According to Murrysville’s solicitor, the town would face more legal peril from breaking leases with unconventional drilling companies, than it would from possible confusion over who ultimately owns the oil and gas rights it leased to them.
A little less than a year ago, Murrysville council members voted to enter a lease agreement with Olympus Energy for oil and gas rights thousands of feet beneath the town’s two largest parks. Part of residents’ opposition to the leases was a petition signed by about 175 people. Council also entered into a lease last year with Apex Energy for land beneath Kovalczik Park.
Last week, members of nonprofit environmental group Protect PT presented a second petition opposing the leases, with sufficient signatures to force a council vote.
Murrysville’s ordinances require council to take action on a petition within 60 days if it includes signatures amounting to 2% or more of registered voters. Protect PT’s petition was signed by more than 320 Murrysville residents.
“We believe a title search should have been done before leasing this property,” said Tom Pike, environmental policy advocate for Protect PT and a former Murrysville resident. Pike said he believes there are issues regarding ownership of the oil and gas rights and that Murrysville might not have been in a position to lease them.
Pike requested on behalf of petition signatories that Murrysville rescind all three leases, and suggested council could be opening the municipality to legal liability by letting them stand.

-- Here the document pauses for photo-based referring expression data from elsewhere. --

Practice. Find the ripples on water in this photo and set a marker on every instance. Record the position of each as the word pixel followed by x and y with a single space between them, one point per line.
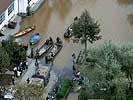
pixel 125 2
pixel 55 16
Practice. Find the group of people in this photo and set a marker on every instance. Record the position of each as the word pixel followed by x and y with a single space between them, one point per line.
pixel 19 70
pixel 49 41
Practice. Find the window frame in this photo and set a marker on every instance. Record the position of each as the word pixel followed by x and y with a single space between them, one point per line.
pixel 10 8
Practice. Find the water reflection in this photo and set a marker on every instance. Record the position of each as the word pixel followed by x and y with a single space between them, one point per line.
pixel 130 18
pixel 125 2
pixel 54 16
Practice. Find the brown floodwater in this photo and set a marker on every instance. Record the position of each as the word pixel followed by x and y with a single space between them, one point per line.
pixel 54 16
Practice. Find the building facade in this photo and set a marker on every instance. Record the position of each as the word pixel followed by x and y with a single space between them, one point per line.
pixel 10 8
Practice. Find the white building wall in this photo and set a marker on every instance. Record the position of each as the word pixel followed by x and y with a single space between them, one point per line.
pixel 12 14
pixel 20 6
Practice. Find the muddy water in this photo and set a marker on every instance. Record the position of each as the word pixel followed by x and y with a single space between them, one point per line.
pixel 54 16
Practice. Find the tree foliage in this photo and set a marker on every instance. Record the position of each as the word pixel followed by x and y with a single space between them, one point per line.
pixel 29 92
pixel 16 53
pixel 109 80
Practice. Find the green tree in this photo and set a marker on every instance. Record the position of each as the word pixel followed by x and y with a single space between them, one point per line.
pixel 126 60
pixel 107 80
pixel 16 53
pixel 29 92
pixel 4 58
pixel 86 29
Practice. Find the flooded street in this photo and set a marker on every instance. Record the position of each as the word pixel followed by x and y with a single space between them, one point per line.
pixel 54 16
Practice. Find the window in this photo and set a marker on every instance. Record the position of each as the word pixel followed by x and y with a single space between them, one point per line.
pixel 29 1
pixel 2 17
pixel 10 9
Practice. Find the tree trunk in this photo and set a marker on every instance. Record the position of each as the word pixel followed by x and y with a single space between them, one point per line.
pixel 85 50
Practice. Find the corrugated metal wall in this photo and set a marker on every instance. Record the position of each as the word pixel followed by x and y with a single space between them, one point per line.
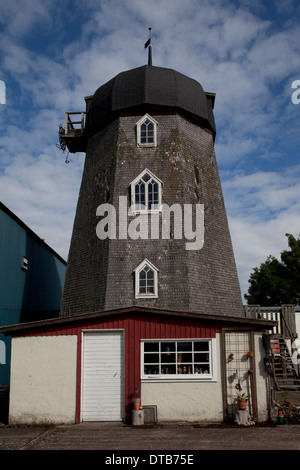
pixel 136 326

Murrysville Solicitor Wes Long agreed that a title search is an important part of the process, one that either was or should have been performed by the drilling companies.
“The quality of the title to the oil and gas is to be determined by Olympus or Apex,” Long said. “The only thing we warranted in the leases is that we weren’t receiving any revenue or royalties under any other leases connected to those properties. So there’s no liability on the municipality. It rests on the shoulders of the drilling companies.”
Council voted unanimously to deny the petition. Council President Dayne Dice was not present.
Long said council would be in greater legal jeopardy by breaking the contracts they signed last year, for which Murrysville has received more than $2 million.
“We signed leases, they paid us consideration, and there are binding contracts,” he said. “Additional damages could include any money the oil companies spent while relying on the leases.”
Access to the shale formations several thousand feet underground would originate at Olympus’ Poseidon well pad in Penn Township. There would not be a well pad or any construction happening at either park, Murrysville officials said.
In addition, fracking beneath Duff Park would take place only in the Utica shale formation, which is even farther underground than the Marcellus shale formations.